I know this has been asked countless times but I am looking for a solution that uses crond's native log function. I do not want to pipe the output of each cron and prepend the timestamp.
I am launching crond like this:
crond -L /var/log/cron.log -f
the logs are like this:
crond: crond (busybox 1.30.1) started, log level 8
crond: USER root pid 16 cmd echo "hello"
crond: USER root pid 18 cmd echo "hello"
crond: USER root pid 19 cmd echo "hello"
I'd like to add the timestamp before the line. I do not want to add some stdout command to each individual cron and prepend the date.
Maybe I could watch the file and append to each new line or something? How do I get access to crond's stream and modify it?
I believe that the answer is that it's not possible to modify the crond output file.

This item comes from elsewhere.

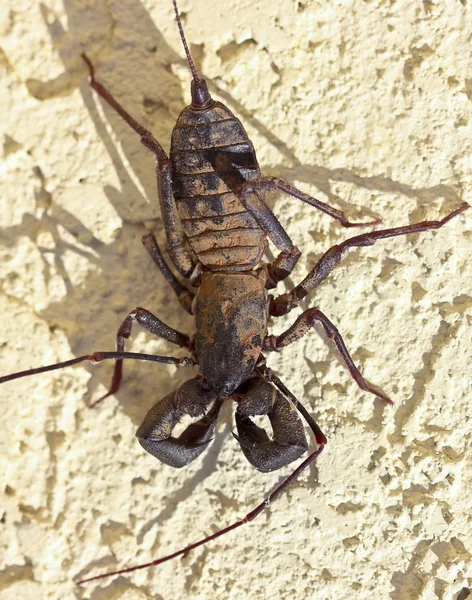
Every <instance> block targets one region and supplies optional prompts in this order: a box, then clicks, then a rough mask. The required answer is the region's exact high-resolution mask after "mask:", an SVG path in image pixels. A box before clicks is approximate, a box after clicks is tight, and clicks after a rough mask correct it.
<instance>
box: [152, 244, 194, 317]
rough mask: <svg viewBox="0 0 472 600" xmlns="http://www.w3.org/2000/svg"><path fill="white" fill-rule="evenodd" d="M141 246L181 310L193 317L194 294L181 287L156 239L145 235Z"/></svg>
mask: <svg viewBox="0 0 472 600" xmlns="http://www.w3.org/2000/svg"><path fill="white" fill-rule="evenodd" d="M142 242H143V245H144V247H145V248H146V250H147V251H148V253H149V254H150V256H151V258H152V260H153V261H154V263H155V264H156V265H157V267H158V268H159V270H160V272H161V273H162V274H163V275H164V277H165V279H166V280H167V282H168V283H169V285H170V286H171V288H172V289H173V290H174V292H175V295H176V296H177V298H178V300H179V302H180V304H181V305H182V306H183V308H184V309H185V310H186V311H187V312H188V313H189V315H193V312H192V303H193V299H194V298H195V294H193V293H192V292H191V291H190V290H188V289H187V288H186V287H185V286H183V285H182V284H181V283H180V281H179V280H178V279H177V277H176V276H175V275H174V274H173V273H172V271H171V270H170V268H169V265H168V264H167V262H166V261H165V258H164V257H163V255H162V252H161V249H160V248H159V244H158V243H157V240H156V237H155V235H154V234H153V233H147V234H146V235H145V236H144V237H143V239H142Z"/></svg>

The actual implementation detail of the cron do not make it easy to control the log file for individual jobs. Also, the crond
is running as root, which will make it hard to user jobs to change the file. Trying to change the file, while crond is running will likely result in problems.
Consider instead the following option
tail -f
the log file, and create a new log file, with each line prefixed by the timestamp.tail -f /var/log/cron.log | while read x ; do echo "$(date) $x" ; done >> /var/log/cron-ts.log
Or configure to whatever format you need.